ARTICLE IV : SUIVI ET INFORMATION DES REPRESENTANTS DU PERSONNEL
Un suivi particulier est prévu selon les dispositions suivantes :
Le suivi du droit d’expression des salariés deviendra une question récurrente portée à l’ordre du jour du Comité Sociale et Economique d’établissement. Ce suivi sera présenté chaque trimestre.
L’équipe RH présentera en CSE les résultats de cette enquête et les plans d’actions,
L’avancement et le suivi des plans d’actions seront assurés en séance.

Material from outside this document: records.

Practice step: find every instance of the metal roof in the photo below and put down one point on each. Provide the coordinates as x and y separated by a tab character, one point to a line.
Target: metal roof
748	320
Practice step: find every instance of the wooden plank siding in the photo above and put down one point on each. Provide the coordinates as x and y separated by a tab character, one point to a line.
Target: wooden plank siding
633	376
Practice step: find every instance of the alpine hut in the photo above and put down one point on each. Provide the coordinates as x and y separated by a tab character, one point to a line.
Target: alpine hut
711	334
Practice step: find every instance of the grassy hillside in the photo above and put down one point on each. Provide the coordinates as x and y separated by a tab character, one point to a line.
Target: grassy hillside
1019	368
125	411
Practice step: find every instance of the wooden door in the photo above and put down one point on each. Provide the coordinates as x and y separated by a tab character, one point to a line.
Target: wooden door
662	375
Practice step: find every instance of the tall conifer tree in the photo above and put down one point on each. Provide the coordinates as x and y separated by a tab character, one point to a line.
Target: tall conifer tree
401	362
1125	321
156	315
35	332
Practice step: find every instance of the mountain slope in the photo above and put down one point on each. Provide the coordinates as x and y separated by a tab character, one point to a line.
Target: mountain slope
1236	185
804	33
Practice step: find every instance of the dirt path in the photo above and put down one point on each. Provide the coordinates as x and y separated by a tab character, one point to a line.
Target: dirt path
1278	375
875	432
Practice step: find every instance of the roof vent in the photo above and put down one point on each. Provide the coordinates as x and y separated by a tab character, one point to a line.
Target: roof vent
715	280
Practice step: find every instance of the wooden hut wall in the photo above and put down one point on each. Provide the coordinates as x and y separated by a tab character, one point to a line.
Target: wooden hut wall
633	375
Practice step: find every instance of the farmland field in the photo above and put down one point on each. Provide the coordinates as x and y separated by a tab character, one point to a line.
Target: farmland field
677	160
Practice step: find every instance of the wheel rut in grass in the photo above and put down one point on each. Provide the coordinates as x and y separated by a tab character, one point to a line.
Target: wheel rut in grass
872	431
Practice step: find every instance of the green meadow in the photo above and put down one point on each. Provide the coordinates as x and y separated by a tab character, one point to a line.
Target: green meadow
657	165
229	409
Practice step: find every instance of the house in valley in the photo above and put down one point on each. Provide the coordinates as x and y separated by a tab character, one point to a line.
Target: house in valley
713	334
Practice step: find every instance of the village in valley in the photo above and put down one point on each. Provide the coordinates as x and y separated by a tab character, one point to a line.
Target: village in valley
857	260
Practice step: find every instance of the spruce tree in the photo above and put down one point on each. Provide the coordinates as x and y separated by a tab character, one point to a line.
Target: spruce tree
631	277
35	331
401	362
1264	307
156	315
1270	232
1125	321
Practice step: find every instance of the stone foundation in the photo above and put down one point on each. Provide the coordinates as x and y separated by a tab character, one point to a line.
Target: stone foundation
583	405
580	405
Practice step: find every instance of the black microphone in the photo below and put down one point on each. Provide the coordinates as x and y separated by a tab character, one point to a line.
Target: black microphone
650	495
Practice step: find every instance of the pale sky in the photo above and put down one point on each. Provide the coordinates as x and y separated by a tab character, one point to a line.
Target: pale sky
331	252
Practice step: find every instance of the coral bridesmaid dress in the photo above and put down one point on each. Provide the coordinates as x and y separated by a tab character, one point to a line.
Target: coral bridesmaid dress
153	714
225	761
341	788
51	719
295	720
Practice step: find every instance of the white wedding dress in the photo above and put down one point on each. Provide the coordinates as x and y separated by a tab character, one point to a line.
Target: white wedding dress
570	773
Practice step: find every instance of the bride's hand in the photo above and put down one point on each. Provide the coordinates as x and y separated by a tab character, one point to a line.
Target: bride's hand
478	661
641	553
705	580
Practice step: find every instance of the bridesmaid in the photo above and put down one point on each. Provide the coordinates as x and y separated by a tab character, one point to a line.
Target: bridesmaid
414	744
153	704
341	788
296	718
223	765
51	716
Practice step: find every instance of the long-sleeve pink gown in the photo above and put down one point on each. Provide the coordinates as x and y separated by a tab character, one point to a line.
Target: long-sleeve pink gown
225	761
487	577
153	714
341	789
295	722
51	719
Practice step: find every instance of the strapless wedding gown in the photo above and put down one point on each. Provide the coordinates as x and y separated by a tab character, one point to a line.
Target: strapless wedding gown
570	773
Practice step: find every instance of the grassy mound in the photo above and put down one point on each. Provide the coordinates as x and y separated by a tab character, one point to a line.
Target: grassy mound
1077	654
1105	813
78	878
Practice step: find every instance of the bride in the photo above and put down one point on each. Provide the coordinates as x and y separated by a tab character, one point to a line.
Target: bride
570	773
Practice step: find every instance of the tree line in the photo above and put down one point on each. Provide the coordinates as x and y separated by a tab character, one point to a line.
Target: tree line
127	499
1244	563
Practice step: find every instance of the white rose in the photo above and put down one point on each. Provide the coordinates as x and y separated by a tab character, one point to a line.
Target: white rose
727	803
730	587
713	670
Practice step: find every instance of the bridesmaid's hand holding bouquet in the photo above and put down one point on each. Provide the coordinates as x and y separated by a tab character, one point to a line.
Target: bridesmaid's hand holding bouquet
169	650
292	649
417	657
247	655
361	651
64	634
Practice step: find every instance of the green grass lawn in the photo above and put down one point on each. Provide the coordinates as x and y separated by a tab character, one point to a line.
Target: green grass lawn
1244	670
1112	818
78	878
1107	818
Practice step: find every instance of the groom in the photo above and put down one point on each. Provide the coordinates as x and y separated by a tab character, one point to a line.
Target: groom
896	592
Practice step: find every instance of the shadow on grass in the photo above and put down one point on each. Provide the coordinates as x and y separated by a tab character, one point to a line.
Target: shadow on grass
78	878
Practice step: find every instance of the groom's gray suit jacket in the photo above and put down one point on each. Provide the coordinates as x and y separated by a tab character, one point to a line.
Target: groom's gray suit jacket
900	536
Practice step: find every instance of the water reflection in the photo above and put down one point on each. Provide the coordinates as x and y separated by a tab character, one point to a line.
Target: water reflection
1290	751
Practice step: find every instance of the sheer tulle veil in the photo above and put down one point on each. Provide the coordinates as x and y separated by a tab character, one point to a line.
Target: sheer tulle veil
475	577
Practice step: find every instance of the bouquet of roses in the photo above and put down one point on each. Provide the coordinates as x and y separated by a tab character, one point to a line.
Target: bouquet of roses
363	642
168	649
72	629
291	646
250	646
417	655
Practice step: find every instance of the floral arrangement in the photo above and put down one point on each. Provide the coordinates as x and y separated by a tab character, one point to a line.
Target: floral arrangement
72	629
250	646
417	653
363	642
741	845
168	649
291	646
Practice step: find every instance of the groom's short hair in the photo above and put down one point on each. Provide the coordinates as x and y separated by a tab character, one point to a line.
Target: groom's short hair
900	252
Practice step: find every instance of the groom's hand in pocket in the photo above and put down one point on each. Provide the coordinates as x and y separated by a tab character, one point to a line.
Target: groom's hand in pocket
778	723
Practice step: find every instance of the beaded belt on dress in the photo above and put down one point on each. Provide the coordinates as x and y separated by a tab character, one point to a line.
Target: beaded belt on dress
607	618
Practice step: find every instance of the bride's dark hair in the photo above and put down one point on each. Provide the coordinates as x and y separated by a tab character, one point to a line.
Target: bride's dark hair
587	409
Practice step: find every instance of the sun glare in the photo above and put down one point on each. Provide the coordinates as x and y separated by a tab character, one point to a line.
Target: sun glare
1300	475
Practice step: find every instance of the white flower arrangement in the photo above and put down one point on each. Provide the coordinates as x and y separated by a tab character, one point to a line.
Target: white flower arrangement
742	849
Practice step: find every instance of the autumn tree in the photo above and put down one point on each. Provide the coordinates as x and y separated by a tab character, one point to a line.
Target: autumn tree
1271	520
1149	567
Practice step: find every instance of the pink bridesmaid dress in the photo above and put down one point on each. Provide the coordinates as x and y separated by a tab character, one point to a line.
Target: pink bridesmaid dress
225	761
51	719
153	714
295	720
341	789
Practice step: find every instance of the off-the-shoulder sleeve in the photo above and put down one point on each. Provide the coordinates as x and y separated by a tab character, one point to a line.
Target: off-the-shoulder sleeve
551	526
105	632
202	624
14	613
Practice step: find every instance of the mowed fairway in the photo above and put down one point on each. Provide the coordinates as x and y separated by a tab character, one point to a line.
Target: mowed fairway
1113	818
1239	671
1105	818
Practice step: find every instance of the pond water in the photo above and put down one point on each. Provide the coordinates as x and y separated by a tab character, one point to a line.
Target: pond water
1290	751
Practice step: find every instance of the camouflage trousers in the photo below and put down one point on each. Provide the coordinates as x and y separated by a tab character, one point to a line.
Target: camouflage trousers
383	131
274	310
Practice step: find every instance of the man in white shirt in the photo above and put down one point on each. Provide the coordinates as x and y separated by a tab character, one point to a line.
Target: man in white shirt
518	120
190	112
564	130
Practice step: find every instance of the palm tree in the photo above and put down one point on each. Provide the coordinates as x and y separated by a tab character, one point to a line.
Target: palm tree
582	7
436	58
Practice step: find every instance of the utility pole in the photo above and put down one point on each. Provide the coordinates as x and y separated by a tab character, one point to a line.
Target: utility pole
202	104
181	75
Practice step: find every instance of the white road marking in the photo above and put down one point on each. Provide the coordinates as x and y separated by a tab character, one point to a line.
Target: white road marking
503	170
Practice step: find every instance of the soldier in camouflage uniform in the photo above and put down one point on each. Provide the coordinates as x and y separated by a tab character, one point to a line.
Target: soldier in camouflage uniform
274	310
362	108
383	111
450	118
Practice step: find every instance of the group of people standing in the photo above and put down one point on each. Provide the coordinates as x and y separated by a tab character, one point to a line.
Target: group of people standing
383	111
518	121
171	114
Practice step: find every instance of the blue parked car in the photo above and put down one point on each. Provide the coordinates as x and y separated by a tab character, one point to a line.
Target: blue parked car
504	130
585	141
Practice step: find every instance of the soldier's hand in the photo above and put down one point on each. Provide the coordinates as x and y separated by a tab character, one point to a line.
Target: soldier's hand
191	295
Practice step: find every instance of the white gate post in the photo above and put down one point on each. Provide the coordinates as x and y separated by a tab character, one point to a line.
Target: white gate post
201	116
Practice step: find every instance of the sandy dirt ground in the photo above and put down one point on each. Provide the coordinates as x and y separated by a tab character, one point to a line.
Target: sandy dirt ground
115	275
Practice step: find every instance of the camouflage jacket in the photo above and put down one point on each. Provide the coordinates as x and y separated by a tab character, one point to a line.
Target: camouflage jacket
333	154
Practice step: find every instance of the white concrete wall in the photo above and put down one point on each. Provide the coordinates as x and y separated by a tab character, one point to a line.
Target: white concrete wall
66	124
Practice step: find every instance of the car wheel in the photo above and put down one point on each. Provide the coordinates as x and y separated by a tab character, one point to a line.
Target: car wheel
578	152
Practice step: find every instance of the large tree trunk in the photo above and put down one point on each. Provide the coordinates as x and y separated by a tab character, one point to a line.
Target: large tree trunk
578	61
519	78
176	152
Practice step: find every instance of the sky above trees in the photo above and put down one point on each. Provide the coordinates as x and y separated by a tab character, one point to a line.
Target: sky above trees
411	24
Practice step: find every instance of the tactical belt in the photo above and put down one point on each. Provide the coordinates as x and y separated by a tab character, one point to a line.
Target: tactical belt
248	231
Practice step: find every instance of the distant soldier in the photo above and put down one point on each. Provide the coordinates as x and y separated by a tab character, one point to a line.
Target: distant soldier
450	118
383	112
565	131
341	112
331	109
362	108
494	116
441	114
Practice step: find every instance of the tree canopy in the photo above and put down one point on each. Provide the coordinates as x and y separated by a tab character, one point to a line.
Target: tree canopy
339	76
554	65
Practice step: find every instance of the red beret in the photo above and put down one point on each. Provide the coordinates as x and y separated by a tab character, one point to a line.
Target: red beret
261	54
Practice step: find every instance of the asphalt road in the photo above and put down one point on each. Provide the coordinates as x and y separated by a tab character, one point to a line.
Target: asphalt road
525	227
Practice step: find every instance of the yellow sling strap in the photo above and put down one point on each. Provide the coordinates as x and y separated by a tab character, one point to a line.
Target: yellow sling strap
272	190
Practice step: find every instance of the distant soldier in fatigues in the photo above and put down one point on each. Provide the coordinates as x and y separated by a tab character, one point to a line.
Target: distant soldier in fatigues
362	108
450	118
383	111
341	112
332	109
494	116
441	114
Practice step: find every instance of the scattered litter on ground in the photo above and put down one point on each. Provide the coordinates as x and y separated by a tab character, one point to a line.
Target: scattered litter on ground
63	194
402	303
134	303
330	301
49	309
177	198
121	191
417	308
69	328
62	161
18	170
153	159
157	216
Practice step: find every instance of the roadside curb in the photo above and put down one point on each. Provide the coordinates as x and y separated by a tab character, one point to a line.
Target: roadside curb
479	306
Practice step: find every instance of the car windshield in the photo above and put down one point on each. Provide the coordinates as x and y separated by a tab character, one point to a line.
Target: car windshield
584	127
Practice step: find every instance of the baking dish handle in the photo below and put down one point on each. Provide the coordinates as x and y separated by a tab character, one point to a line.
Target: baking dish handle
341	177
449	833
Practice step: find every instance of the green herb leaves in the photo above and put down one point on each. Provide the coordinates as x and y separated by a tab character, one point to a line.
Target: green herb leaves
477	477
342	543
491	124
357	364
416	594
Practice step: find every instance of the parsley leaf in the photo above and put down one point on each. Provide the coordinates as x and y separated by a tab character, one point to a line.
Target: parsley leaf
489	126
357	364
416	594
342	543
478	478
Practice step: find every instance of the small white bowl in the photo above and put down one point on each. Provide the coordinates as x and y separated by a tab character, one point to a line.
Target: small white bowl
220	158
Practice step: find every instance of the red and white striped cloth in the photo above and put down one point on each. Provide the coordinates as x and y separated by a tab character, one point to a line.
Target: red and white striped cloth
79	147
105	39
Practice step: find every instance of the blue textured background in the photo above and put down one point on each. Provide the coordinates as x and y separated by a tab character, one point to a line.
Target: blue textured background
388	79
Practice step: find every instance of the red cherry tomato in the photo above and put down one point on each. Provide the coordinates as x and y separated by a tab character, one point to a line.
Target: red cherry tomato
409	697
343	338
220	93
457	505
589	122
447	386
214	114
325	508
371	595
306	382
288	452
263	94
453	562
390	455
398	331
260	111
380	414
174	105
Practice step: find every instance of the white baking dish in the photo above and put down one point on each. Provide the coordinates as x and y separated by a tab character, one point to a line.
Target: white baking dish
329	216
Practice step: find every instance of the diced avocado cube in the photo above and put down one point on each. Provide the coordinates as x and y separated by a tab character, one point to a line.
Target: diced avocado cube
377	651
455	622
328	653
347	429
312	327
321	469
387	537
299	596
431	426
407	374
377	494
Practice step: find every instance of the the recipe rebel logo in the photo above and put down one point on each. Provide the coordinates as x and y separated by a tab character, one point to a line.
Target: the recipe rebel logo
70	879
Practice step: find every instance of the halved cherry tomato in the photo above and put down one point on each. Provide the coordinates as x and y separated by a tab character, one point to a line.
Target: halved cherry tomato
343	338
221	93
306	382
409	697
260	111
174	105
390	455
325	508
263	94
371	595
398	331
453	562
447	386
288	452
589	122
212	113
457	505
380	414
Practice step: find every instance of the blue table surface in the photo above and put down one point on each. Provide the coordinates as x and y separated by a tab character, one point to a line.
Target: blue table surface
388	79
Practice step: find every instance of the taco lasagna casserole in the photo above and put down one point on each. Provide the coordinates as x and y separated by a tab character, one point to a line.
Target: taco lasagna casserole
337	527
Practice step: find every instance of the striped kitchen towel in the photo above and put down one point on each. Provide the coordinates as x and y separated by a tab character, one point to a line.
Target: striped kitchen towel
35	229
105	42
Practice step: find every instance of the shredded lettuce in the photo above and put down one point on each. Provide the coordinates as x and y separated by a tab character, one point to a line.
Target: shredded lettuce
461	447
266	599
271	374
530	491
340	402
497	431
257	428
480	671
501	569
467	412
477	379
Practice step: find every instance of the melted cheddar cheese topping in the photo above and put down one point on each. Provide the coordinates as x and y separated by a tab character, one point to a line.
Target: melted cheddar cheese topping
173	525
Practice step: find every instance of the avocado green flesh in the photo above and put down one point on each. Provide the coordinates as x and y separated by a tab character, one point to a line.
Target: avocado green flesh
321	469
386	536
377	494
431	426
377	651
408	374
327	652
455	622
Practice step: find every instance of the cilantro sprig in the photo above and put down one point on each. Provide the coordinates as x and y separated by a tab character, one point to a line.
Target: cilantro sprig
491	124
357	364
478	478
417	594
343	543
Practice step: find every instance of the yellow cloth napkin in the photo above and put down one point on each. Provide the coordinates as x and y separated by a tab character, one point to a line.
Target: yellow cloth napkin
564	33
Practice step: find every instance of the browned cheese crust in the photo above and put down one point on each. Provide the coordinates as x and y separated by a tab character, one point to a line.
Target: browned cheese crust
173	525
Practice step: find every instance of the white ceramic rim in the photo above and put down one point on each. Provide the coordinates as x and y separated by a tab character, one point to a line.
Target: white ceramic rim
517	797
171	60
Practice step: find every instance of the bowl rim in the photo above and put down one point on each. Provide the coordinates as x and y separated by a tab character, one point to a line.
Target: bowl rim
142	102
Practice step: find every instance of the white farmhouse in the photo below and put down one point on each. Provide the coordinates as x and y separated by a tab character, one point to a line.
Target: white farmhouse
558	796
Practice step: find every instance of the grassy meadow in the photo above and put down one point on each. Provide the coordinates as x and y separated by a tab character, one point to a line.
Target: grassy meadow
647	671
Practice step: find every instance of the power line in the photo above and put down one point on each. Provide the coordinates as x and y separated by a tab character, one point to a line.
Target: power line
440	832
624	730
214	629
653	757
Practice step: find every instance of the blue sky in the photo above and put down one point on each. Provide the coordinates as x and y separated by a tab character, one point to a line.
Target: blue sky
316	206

ARTICLE V : APPLICATION DE L’ACCORD
Entrée en vigueur – date d’effet
Le présent accord est applicable à compter du 1er janvier 2025 et pour une durée indéterminée. Conformément aux dispositions légales, un examen de l’exercice du droit d’expression sera effectué par les parties tous les 3 ans. Au terme de ce bilan, une nouvelle négociation devra s’engager, avec les délégués syndicaux, afin de fixer à nouveau les conditions d’exercice du droit d’expression.
Modalités de révision de l’Accord
Le présent accord pourra faire l’objet de révision par l’employeur et les organisations syndicales de salariés signataires du présent accord ou y ayant adhéré ultérieurement. Toute demande de révision, obligatoirement accompagnée d’une proposition de rédaction nouvelle, sera notifiée par lettre recommandée avec accusé de réception à chacune des parties signataires. Le plus rapidement possible, les parties devront s’être rencontrées en vue de la conclusion éventuelle d’un avenant de révision. Les dispositions, objet de la demande de révision, resteront en vigueur jusqu’à la conclusion d’un tel avenant.
Modalités de dénonciation de l’Accord
Conformément à l’article L 2261-9 du Code du Travail, le présent Accord pourra être dénoncé par les parties signataires. La dénonciation doit être notifiée, par son auteur, aux autres signataires de la convention ou de l'Accord. Elle doit donner lieu à dépôt selon l'article L. 2231-6 du Code du Travail.
Dépôt et Publicité
Le présent accord sera, à la diligence de l’entreprise, déposé en deux exemplaires, dont une version sur support papier signée des parties, envoyée par lettre recommandée avec demande d’avis de réception, et une version sur support électronique, à la DREETS de Rouen. Il sera également remis un exemplaire au greffe du Conseil des Prud’hommes de Rouen.